Although this study has focused on discordant and chameleonic segments, and their potential for amyloidogenicity based on secondary structure predictions and sequence analysis, it is worth noting that energy barriers also influence their potential for amyloidogenicity. As has been demonstrated for the VGSN peptide in Aβ,38 overcoming the large energy barriers of peptide interactions must first happen before aggregate structures can be formed. One aspect for future research, which is beyond the scope of this study, would be to analyze and compare the peptide interactions and energy barriers of discordant segments, chameleon segments, and discordant-chameleonic segments.

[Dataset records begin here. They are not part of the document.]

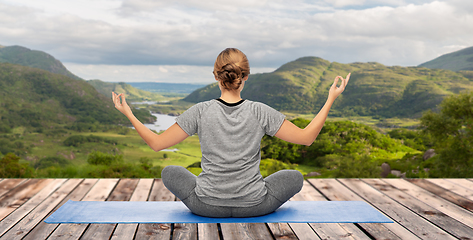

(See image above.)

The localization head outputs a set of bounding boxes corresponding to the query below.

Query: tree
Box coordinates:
[421,92,473,178]
[0,153,34,178]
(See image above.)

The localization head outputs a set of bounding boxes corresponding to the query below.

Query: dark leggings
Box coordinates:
[161,166,304,217]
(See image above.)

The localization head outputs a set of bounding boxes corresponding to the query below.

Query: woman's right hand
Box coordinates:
[328,73,351,100]
[112,92,133,117]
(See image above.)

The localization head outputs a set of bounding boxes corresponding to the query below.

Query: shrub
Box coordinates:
[34,157,69,169]
[0,153,34,178]
[87,151,123,165]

We have performed a meta-scale analysis of chameleon and discordant stretches in protein domains and amyloidogenic proteins and their determinants, to understand the extent to which these segments contribute to conformational flexibility in proteins, as well as their relationship to amyloid formation. From our analysis of discordant stretches in protein domains, we propose several protein functions where conformationally variable segments may play a strong role. Our analysis of discordant stretches in amyloidogenic proteins and their determinants indicates an enrichment of discordant stretches in amyloid determinants, but this enrichment is dependent on the prediction algorithm. To our knowledge, this is the first study to also address the statistical relationship between chameleons and amyloids, and after alleviating sources of potential bias, we conclude that chameleons are not reliable predictors of amyloidogenic segments. We have however uncovered interesting exceptions where a combination of discordant-chameleonic segments may be heavily involved in amyloidosis, but further experimental analysis would be required to develop an understanding of how they contribute to amyloid formation.
Materials and Methods
Protein data sets
We explored the distribution of discordant α-helices and chameleon sequences in three separate cohorts of protein sequence data: (i) single-chain protein domains from the SCOP database, (ii) known amyloid-forming proteins, and (iii) the PrP protein family.
SCOP protein domains
We downloaded a nonredundant set of “genetic” single-chain domain protein sequences (n = 4263) from ASTRALSCOP,39 based on PDB SEQRES records (release 1.73, astral-scopdom-seqres-gd-all-1.73). This was the nonredundant set made such that all sequences in it have pairwise sequence similarity ≤40%).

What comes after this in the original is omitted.